Katliamın ardından savcılığın Şenyaşar ailesini terörize etmek için çabaladığını söyleyen Duran, ailenin bir örgütle bağının olup olmadığına yönelik sosyal medya araştırmaları yapıldığını, görüştükleri kişilerle olan son beş yıllık hts kayıtlarına bakıldığını, cenazelerin bir örgüte mensup kişilerin yanına gömülüp gömülmediğinin araştırıldığını belirtti. 

'KATLİAM FAİLLERİ DEĞİL ŞENYAŞAR AİLESİ ÜZERİNDE SORUŞTURMA YAPILIYOR'
Duran, "Yaşanan bu tabloda normal hukuk devletlerinde olması gereken, cinayet failleri ve bulgularıyla ilgili delil araştırması yapılması gerekirken, sadece Şenyaşar ailesi üzerinde soruşturma yapılıyor. Onların ifadesi alınıyor ve sonra bu kadar kamera görüntüleri varken; milletvekilleri ve yakınındaki onlarca kişinin birebir faillikleri, müdahaleleri çok açıkken 2018 yılında ne Yıldız ailesinden ne de onlarla birlikte orada birebir katliama karışan Şimşekler, Çetinler ve birkaç aileden kimsenin ifadesi alınıyor, gözaltına alınıyor ne de yakalanıyor" ifadelerini kullandı. 

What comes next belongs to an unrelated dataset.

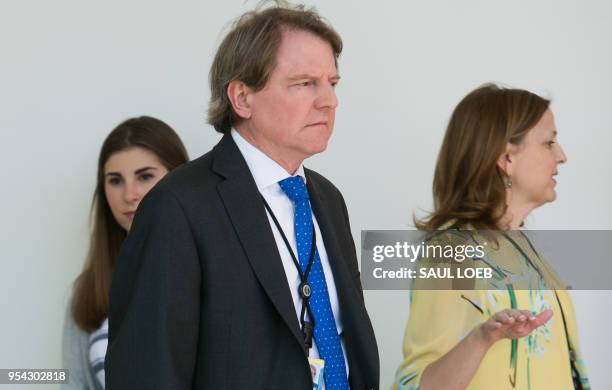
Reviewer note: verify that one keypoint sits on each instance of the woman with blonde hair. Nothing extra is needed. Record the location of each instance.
(497, 163)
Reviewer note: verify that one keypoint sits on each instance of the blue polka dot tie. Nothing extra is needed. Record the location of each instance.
(325, 332)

'FAİLLERİ, FAİLİ MEÇHUL BIRAKMA KONUSUNDA SORUŞTURMA AÇILDI'
Katliamın; iş yerinden başlayıp hastanede de devam ettiği yönünde tek bir fiil olarak ele alınması gerekirken dosyanın ikiye ayrıldığını belirten Avukat Duran, bunun failleri korumak olduğunu belirtti. Duran, şöyle açıkladı: "Savcılık, Celal Şenyaşar'ın katledildiği dükkandaki ilk saldırıyla ilgili 'soruşturmayı ben bitirdim' dedi bunu ayırmak suretiyle, davayı açtı. Malatya 3. ACM'de görüldü. Hastanede de devam eden Esvet Şenyaşar'ın da gittiği, Ferit Şenyaşar'a saldırının devam edildiği ve Adil Şenyaşar ile Celal Şenyaşar'ın boğazının kesildiği, linç edildiği o hastane süreci soruşturma olarak ayrıldı. Bu ceza yargılaması usulüne uygun değildir. Teknik anlamda, Adil ve Celal Şenyaşar'a dükkanda ve aynı şekilde hastanede saldırı devam ediyorsa, faillerinin birebir bütünlüklü olarak bir değil birden fazla kişinin cezai sorumluluğu vardır. Yargılanmaları gerekirken, soruşturma makamı hukuka aykırı özellikle hastanedeki failleri, faili meçhul bırakma konusunda ısrarından kaynaklı soruşturmayı açtı. Aslında Yıldız ailesinden Enver Yıldız, 2019 yılı Eylül 19'da teslim oluyor. 19'unda teslim olmasıyla birlikte o zamana dair Yıldız ailesinden 14-15 ay yani bir yıldan fazla zamandır ne bir kişi gözaltına alınmış, ne de ifadeye davet edilmiş. Cinayet işleyen failler, şüpheliler bunlar. Şüphelilerin kısa sürede yakalanıp gözaltına alması görevini yerine getirmesi gereken Urfa'da kolluk ve savcı kılını kıpırdatmamış. Ki dava açılmadan önce Başsavcı ve savcı ile görüştük, 'avukat bey burası Urfa biz yakalayamıyoruz' diyordu.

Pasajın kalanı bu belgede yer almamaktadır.